Camille and Josephine were blessed almost beyond the lot of humanity: none can really appreciate sunshine but those who come out of the cold dark. And so with happiness. For years they could hardly be said to live like mortals: they basked in bliss. But it was a near thing; for they but just scraped clear of life-long misery, and death's cold touch grazed them both as they went.

Yet they had heroic virtues to balance White Lies in the great Judge's eye.

A wholesome lesson, therefore, and a warning may be gathered from this story: and I know many novelists who would have preached that lesson at some length in every other chapter, and interrupted the sacred narrative to do it. But when I read stories so mutilated, I think of a circumstance related by Mr. Joseph Miller.

"An Englishman sojourning in some part of Scotland was afflicted with many hairs in the butter, and remonstrated.

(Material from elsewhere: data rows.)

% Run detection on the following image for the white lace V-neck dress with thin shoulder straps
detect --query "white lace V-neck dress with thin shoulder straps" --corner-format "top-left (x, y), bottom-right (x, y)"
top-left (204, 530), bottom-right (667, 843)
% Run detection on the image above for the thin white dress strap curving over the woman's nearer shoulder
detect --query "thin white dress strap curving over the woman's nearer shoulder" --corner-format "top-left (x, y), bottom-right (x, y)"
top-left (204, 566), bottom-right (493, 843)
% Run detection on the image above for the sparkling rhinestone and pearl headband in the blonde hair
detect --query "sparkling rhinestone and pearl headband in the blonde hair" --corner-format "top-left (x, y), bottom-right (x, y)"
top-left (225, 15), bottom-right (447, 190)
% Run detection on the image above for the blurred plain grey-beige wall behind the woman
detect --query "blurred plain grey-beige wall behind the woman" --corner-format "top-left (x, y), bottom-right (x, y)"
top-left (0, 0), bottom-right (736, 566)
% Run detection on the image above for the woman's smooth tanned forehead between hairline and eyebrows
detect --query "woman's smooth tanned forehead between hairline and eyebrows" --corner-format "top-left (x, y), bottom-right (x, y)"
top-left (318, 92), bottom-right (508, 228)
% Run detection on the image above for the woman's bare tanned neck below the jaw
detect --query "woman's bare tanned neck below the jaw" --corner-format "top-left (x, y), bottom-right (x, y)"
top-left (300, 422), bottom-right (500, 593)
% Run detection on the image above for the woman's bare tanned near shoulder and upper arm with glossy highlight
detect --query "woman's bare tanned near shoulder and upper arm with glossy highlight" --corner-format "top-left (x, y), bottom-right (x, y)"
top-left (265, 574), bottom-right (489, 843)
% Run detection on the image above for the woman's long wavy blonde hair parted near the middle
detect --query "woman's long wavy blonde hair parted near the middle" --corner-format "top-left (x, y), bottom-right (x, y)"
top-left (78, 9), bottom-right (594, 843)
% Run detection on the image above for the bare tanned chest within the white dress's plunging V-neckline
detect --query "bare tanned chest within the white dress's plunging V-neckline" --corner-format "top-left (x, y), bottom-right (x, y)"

He was told, in reply, that the hairs and the butter came from one source--the cow; and that the just and natural proportions hitherto observed, could not be deranged, and bald butter invented--for ONE. 'So be it,' said the Englishman; 'but let me have the butter in one plate, and the hairs in another.'"

Acting on this hint, I have reserved some admirable remarks, reflections, discourses, and tirades, until the story should be ended, and the other plate be ready for the subsidiary sermon.

And now that the proper time is come, that love of intruding one's own wisdom in one's own person on the reader, which has marred so many works of art, is in my case restrained--first, by pure fatigue; secondly, because the moral of this particular story stands out so clear in the narrative, that he who runs may read it without any sermon at all.

Those who will not take the trouble to gather my moral from the living tree, would not lift it out of my dead basket: would not unlock their jaw-bones to bite it, were I to thrust it into their very mouths.